2.2 KB · updated 2026-05-19 · md

paper.md

examples/demo-corpus/data/research/papers/arxiv-2304-14377/paper.md

Co-SLAM: Joint Coordinate and Sparse Parametric Encodings for Neural Real-Time SLAM

Wang et al. introduce Co-SLAM, a real-time neural RGB-D SLAM system designed around a hybrid scene encoding that combines a multi-resolution hash grid with a coordinate-based one-blob encoding. The hash grid contributes fast convergence and high-frequency detail, while the smooth coordinate encoding encourages surface coherence in regions that the camera has not yet observed — a known weakness of purely parametric grids, which tend to leave unobserved space noisy.

The hybrid representation feeds a shallow MLP that predicts signed distance and colour for queried 3D points. Camera tracking is performed by inverting this rendering through a photometric and depth loss; the system then folds tracking and mapping into a global BundleAdjustment over all keyframes rather than the small active-keyframe window used in iMAP and NICE-SLAM. A ray sampling strategy tuned to the hybrid representation keeps the bundle adjustment tractable at interactive rates.

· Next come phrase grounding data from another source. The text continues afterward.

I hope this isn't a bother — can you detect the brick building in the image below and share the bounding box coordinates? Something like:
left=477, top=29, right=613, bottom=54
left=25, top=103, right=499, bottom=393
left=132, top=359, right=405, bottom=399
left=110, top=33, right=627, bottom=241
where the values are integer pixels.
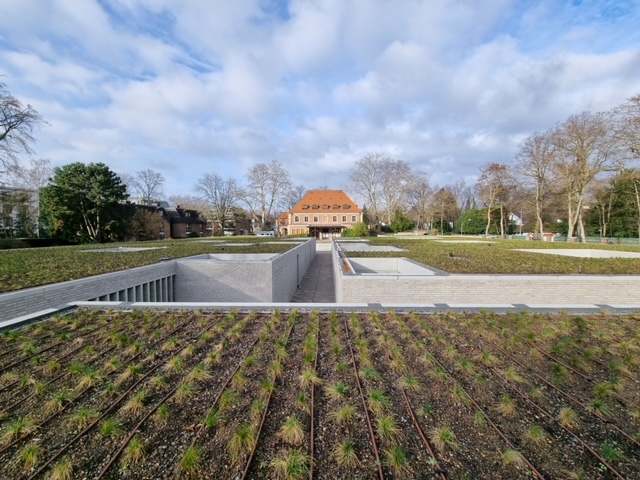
left=278, top=190, right=363, bottom=239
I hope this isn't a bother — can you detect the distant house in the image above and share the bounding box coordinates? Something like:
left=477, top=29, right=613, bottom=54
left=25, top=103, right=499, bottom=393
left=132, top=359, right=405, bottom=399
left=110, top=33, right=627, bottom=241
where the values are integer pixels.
left=279, top=190, right=363, bottom=239
left=157, top=205, right=209, bottom=239
left=130, top=201, right=210, bottom=240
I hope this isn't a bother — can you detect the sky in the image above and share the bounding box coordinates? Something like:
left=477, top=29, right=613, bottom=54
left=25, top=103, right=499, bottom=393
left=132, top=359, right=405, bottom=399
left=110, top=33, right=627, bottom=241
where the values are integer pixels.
left=1, top=0, right=640, bottom=199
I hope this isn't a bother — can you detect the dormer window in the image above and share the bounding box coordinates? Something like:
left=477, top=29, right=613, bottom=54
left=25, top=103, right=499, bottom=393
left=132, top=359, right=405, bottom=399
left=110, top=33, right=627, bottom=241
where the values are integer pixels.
left=312, top=204, right=320, bottom=210
left=333, top=204, right=340, bottom=210
left=322, top=204, right=330, bottom=210
left=301, top=205, right=309, bottom=210
left=343, top=204, right=351, bottom=210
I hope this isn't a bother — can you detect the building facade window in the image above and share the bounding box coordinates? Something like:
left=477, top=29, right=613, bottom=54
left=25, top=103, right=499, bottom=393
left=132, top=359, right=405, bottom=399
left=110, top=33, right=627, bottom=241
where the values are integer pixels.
left=304, top=216, right=309, bottom=223
left=332, top=215, right=337, bottom=222
left=351, top=215, right=356, bottom=222
left=294, top=216, right=299, bottom=223
left=313, top=216, right=318, bottom=223
left=342, top=215, right=346, bottom=222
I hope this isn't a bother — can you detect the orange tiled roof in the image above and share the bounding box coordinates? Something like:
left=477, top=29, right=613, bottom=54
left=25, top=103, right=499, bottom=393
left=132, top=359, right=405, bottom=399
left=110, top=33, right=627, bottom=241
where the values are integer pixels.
left=290, top=190, right=361, bottom=213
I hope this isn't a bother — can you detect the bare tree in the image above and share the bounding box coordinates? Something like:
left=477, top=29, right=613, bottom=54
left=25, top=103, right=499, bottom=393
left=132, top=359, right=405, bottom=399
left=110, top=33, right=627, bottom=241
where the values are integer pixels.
left=430, top=186, right=459, bottom=234
left=195, top=173, right=238, bottom=232
left=5, top=158, right=51, bottom=237
left=552, top=111, right=624, bottom=241
left=281, top=184, right=307, bottom=211
left=476, top=163, right=515, bottom=237
left=131, top=169, right=165, bottom=204
left=168, top=194, right=208, bottom=212
left=348, top=152, right=414, bottom=227
left=0, top=80, right=44, bottom=175
left=614, top=94, right=640, bottom=158
left=407, top=173, right=432, bottom=230
left=348, top=153, right=384, bottom=225
left=515, top=130, right=556, bottom=237
left=241, top=160, right=292, bottom=229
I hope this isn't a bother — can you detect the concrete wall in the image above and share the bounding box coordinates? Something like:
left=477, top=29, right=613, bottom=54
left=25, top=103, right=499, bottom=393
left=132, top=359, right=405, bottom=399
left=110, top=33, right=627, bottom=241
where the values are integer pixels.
left=0, top=240, right=316, bottom=323
left=333, top=240, right=640, bottom=304
left=271, top=238, right=315, bottom=301
left=175, top=239, right=316, bottom=302
left=0, top=262, right=176, bottom=322
left=338, top=267, right=640, bottom=305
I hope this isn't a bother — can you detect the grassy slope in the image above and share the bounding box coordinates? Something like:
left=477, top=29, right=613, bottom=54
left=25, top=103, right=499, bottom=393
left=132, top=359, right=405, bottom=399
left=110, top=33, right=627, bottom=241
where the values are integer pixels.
left=0, top=238, right=293, bottom=293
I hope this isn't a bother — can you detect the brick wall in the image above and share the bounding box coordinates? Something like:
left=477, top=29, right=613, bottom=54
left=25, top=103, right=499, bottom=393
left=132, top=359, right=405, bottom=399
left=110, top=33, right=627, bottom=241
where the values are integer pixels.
left=339, top=272, right=640, bottom=305
left=0, top=262, right=177, bottom=322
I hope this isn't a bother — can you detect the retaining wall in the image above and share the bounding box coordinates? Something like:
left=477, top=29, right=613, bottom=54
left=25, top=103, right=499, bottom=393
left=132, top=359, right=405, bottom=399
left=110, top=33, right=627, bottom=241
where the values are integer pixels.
left=0, top=239, right=316, bottom=322
left=337, top=272, right=640, bottom=304
left=0, top=262, right=176, bottom=322
left=175, top=239, right=315, bottom=302
left=334, top=242, right=640, bottom=304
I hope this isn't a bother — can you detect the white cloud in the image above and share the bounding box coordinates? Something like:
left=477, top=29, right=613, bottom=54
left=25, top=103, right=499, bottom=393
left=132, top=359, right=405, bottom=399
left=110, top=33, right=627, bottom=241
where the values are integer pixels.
left=1, top=0, right=639, bottom=197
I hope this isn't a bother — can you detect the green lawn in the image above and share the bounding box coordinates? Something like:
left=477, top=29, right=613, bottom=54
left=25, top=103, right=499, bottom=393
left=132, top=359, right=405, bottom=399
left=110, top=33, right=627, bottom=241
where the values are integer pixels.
left=0, top=238, right=294, bottom=294
left=3, top=237, right=640, bottom=295
left=348, top=237, right=640, bottom=275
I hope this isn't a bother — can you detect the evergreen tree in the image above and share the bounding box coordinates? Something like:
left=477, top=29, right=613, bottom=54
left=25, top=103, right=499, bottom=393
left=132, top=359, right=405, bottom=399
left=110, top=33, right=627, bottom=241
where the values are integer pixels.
left=40, top=162, right=131, bottom=243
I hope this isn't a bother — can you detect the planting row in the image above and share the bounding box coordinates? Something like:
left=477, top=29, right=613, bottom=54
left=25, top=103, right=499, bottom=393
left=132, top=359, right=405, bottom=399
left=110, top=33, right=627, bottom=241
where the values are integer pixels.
left=0, top=308, right=638, bottom=479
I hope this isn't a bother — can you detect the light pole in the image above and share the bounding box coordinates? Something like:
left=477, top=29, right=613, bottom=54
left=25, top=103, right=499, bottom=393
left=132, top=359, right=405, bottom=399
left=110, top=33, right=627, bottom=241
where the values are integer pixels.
left=460, top=219, right=470, bottom=235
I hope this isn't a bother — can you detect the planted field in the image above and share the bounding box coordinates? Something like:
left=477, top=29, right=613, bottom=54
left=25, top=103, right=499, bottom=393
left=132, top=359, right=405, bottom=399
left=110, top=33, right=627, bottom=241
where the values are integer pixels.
left=0, top=238, right=292, bottom=293
left=356, top=238, right=640, bottom=275
left=0, top=308, right=639, bottom=479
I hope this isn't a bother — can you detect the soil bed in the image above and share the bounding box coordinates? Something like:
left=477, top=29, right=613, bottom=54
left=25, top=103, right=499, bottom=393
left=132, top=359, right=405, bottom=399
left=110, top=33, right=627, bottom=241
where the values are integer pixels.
left=0, top=308, right=638, bottom=479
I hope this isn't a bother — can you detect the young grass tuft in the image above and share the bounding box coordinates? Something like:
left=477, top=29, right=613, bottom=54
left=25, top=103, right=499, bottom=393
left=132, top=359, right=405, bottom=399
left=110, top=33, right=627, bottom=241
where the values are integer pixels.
left=187, top=364, right=212, bottom=383
left=20, top=442, right=42, bottom=471
left=250, top=399, right=265, bottom=424
left=174, top=382, right=198, bottom=405
left=326, top=381, right=350, bottom=402
left=269, top=449, right=311, bottom=480
left=418, top=403, right=436, bottom=418
left=44, top=388, right=73, bottom=415
left=205, top=408, right=223, bottom=430
left=479, top=350, right=500, bottom=366
left=153, top=404, right=170, bottom=425
left=398, top=374, right=421, bottom=391
left=228, top=424, right=256, bottom=463
left=122, top=389, right=147, bottom=415
left=48, top=457, right=73, bottom=480
left=100, top=418, right=121, bottom=438
left=558, top=407, right=579, bottom=430
left=270, top=360, right=284, bottom=380
left=299, top=368, right=322, bottom=389
left=496, top=395, right=518, bottom=417
left=367, top=389, right=391, bottom=416
left=503, top=366, right=526, bottom=384
left=179, top=445, right=202, bottom=473
left=278, top=416, right=305, bottom=446
left=121, top=435, right=145, bottom=468
left=68, top=407, right=100, bottom=430
left=332, top=439, right=360, bottom=469
left=219, top=389, right=239, bottom=412
left=376, top=414, right=402, bottom=442
left=429, top=426, right=459, bottom=452
left=329, top=405, right=357, bottom=427
left=588, top=398, right=612, bottom=418
left=384, top=445, right=412, bottom=478
left=163, top=357, right=184, bottom=374
left=452, top=385, right=470, bottom=407
left=502, top=449, right=527, bottom=467
left=524, top=424, right=549, bottom=446
left=359, top=367, right=381, bottom=381
left=601, top=440, right=624, bottom=462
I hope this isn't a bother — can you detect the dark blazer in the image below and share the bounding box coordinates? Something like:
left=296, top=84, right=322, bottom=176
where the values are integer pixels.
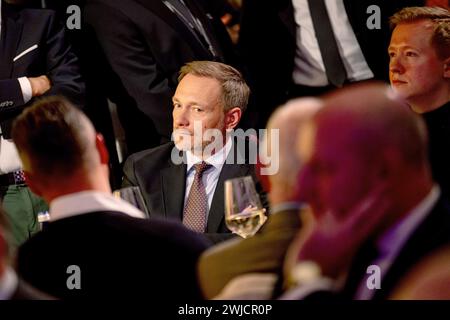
left=84, top=0, right=238, bottom=153
left=0, top=1, right=84, bottom=138
left=341, top=194, right=450, bottom=300
left=123, top=139, right=268, bottom=242
left=17, top=211, right=210, bottom=300
left=238, top=0, right=424, bottom=128
left=198, top=208, right=301, bottom=299
left=422, top=101, right=450, bottom=197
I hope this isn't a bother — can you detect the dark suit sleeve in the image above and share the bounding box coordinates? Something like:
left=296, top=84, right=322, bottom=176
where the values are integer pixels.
left=43, top=11, right=85, bottom=106
left=84, top=2, right=173, bottom=139
left=1, top=9, right=84, bottom=138
left=0, top=79, right=24, bottom=108
left=122, top=155, right=138, bottom=187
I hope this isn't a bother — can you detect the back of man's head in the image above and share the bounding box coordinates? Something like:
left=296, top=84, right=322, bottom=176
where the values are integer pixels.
left=298, top=83, right=433, bottom=223
left=12, top=96, right=98, bottom=185
left=319, top=83, right=429, bottom=170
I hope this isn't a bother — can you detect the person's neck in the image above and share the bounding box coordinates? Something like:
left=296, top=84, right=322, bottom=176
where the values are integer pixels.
left=378, top=176, right=434, bottom=236
left=408, top=89, right=450, bottom=114
left=44, top=173, right=111, bottom=204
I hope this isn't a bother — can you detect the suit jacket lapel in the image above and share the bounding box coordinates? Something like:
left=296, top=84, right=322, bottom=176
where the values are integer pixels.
left=207, top=140, right=251, bottom=233
left=132, top=0, right=213, bottom=59
left=161, top=157, right=187, bottom=221
left=0, top=3, right=23, bottom=78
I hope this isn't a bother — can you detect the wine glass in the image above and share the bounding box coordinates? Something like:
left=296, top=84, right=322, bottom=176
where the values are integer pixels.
left=112, top=186, right=149, bottom=218
left=224, top=176, right=267, bottom=238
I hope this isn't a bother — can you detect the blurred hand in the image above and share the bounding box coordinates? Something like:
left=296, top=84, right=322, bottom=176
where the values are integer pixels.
left=284, top=183, right=391, bottom=280
left=28, top=75, right=51, bottom=97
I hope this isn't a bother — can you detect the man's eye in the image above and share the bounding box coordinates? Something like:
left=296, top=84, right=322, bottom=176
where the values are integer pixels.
left=388, top=52, right=395, bottom=58
left=405, top=51, right=418, bottom=57
left=193, top=107, right=203, bottom=112
left=173, top=103, right=181, bottom=108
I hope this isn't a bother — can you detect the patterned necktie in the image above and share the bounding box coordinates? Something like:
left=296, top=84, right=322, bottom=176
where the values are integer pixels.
left=183, top=162, right=211, bottom=232
left=307, top=0, right=347, bottom=87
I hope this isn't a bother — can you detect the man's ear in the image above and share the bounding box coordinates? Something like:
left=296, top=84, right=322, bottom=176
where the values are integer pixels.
left=23, top=171, right=43, bottom=197
left=443, top=57, right=450, bottom=78
left=95, top=133, right=109, bottom=165
left=224, top=107, right=242, bottom=129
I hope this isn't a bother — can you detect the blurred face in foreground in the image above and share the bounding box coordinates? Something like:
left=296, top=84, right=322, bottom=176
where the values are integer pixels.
left=296, top=117, right=381, bottom=220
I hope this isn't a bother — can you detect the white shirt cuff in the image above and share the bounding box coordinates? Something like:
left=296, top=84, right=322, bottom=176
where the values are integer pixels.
left=18, top=77, right=32, bottom=103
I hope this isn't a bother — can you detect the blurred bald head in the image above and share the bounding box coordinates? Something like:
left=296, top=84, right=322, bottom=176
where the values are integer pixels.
left=317, top=83, right=429, bottom=168
left=263, top=98, right=322, bottom=192
left=297, top=83, right=433, bottom=222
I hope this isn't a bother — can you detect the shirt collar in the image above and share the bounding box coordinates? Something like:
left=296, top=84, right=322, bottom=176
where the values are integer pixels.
left=186, top=137, right=233, bottom=172
left=49, top=190, right=146, bottom=222
left=0, top=267, right=18, bottom=300
left=376, top=184, right=441, bottom=257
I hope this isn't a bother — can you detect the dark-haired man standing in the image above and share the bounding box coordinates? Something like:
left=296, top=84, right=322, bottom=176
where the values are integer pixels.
left=0, top=0, right=84, bottom=246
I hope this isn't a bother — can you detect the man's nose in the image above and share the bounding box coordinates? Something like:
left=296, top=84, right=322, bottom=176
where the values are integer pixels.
left=389, top=56, right=405, bottom=75
left=173, top=107, right=189, bottom=127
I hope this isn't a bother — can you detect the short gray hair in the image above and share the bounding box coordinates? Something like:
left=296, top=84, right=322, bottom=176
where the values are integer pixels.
left=178, top=61, right=250, bottom=112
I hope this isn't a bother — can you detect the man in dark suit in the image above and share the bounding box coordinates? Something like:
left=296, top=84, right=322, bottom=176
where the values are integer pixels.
left=123, top=61, right=266, bottom=243
left=238, top=0, right=423, bottom=129
left=12, top=97, right=209, bottom=299
left=0, top=0, right=85, bottom=247
left=282, top=83, right=450, bottom=300
left=0, top=0, right=84, bottom=132
left=84, top=0, right=238, bottom=154
left=197, top=97, right=322, bottom=299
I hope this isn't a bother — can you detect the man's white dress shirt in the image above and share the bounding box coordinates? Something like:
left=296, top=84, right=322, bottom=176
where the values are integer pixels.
left=184, top=137, right=233, bottom=218
left=291, top=0, right=374, bottom=87
left=49, top=190, right=146, bottom=221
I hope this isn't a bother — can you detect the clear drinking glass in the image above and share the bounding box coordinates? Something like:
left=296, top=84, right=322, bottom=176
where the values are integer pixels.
left=112, top=186, right=149, bottom=218
left=224, top=176, right=267, bottom=238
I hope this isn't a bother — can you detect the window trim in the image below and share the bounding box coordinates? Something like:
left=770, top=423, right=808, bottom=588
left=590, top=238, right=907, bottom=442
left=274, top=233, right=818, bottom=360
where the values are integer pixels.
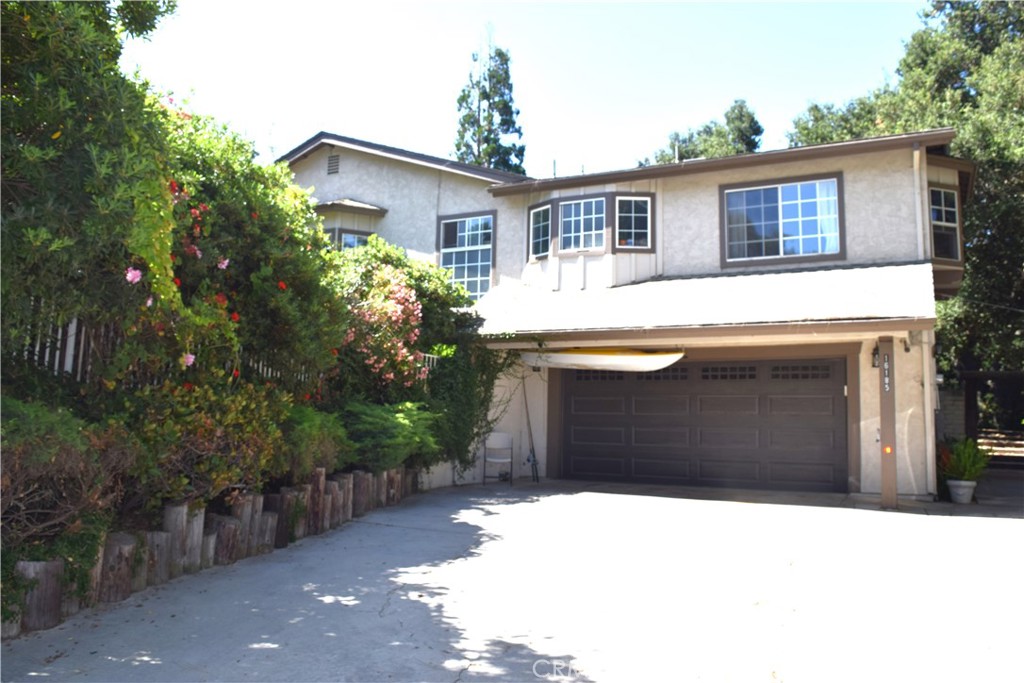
left=324, top=227, right=372, bottom=250
left=929, top=183, right=963, bottom=263
left=552, top=192, right=611, bottom=256
left=436, top=210, right=497, bottom=299
left=612, top=193, right=656, bottom=254
left=527, top=201, right=552, bottom=261
left=718, top=172, right=846, bottom=268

On Replica, ScanNet, and TUM-RGBD the system runs at 10–17 Hz and matches or exceeds prior neural SLAM methods in reconstruction quality (PSNR, SSIM, LPIPS) and tracking accuracy. The global BundleAdjustment is shown to be essential in long sequences where local-window optimisation alone allows drift to accumulate, while the smoothness contribution of the one-blob encoding keeps unobserved regions plausible rather than empty. Co-SLAM is part of a wave of neural SLAM systems that culminated in GaussianSplatting-based variants such as GS-SLAM and Gaussian Splatting SLAM, but it remains a strong baseline for hybrid implicit representations and for studying how surface-completion priors interact with high-frequency parametric encodings in incremental reconstruction.